China and the US are not believed to be supportive of the proposal. The issue is expected to be discussed at the July meeting of the International Maritime Organization. 

The idea of an air passenger or ticket levy on flights, however, received less attention in discussions. While a shipping levy would add little if anything to consumer bills, an air ticket levy would probably have a much bigger impact on the aviation industry and flight prices, experts have said.

Meanwhile, European Commission president Ursula von der Leyen proposed that the world learn from the EU’s carbon market experiences and look at “global carbon pricing”. She highlighted that “only 4 per cent, almost nothing” of global greenhouse gas emissions are covered by carbon pricing, but that even this low level of coverage generated $55bn in 2022. 

“It is really worth thinking about how we could increase the level of carbon pricing,” von der Leyen said in Paris.
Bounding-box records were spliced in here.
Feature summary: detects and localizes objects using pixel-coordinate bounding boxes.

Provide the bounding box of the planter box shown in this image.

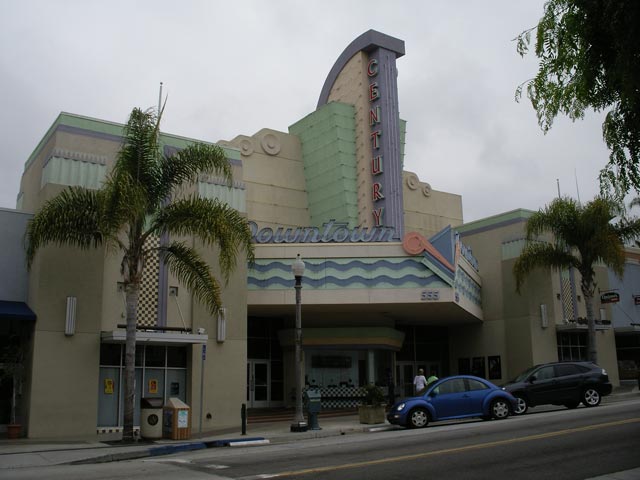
[358,405,385,424]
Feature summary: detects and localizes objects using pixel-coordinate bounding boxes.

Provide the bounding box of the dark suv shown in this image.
[504,362,612,415]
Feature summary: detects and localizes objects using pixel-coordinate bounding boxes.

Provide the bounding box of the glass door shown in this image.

If 60 per cent of the G20’s greenhouse gas emissions were covered by carbon pricing, “you can imagine what could be generated and how much investment this could liberate to go into climate finance”, she added.

Concrete commitments

Among the concrete commitments made in Paris include the launch of a Just Energy Transition Partnership to support Senegal’s efforts to achieve universal access to energy and a low-carbon, resilient and sustainable energy system, led by France, Germany, the EU, the UK and Canada. 

Rich nations also finally said they would meet the $100bn a year in climate finance for developing nations, promised back in 2009 to have been reached by 2020, after various countries, including France, Belgium and Switzerland, agreed to follow the example of Japan and rechannel their special drawing rights to poorer countries. 

Meanwhile, philanthropists, including the Bezos Earth Fund and conservation funds, supported by climate leaders such as US climate envoy John Kerry, agreed to lead new financing mechanisms to help protect and fund natural capital in line with the commitments of the Global Biodiversity Framework signed in Montreal at COP15 last December.

World Bank leadership

While the big question was how initiatives agreed in Paris will be developed at COP28, all eyes, in the immediate future, are on Ajay Banga, the new president of the World Bank. Banga will be expected of leading the change in the multilateral development banks that delegates at the conference agreed is so vitally needed to deal with climate change and the other crisis facing the world. 

In the final press conference, Banga suggested he is up to the challenge. “I’ve been three weeks in this job and Bretton Woods [the conference that led to the creation of the World Bank and the IMF] was created in three weeks. My honeymoon is over,” he said.

Banga reiterated the theme he touched on several times in recent days — the fact that “the global south has more young people than any part of the world”, and that tackling climate change and poverty must also be linked to employment and opportunity. “Jobs are the single best way to drive a nail into the coffin of poverty,” he said.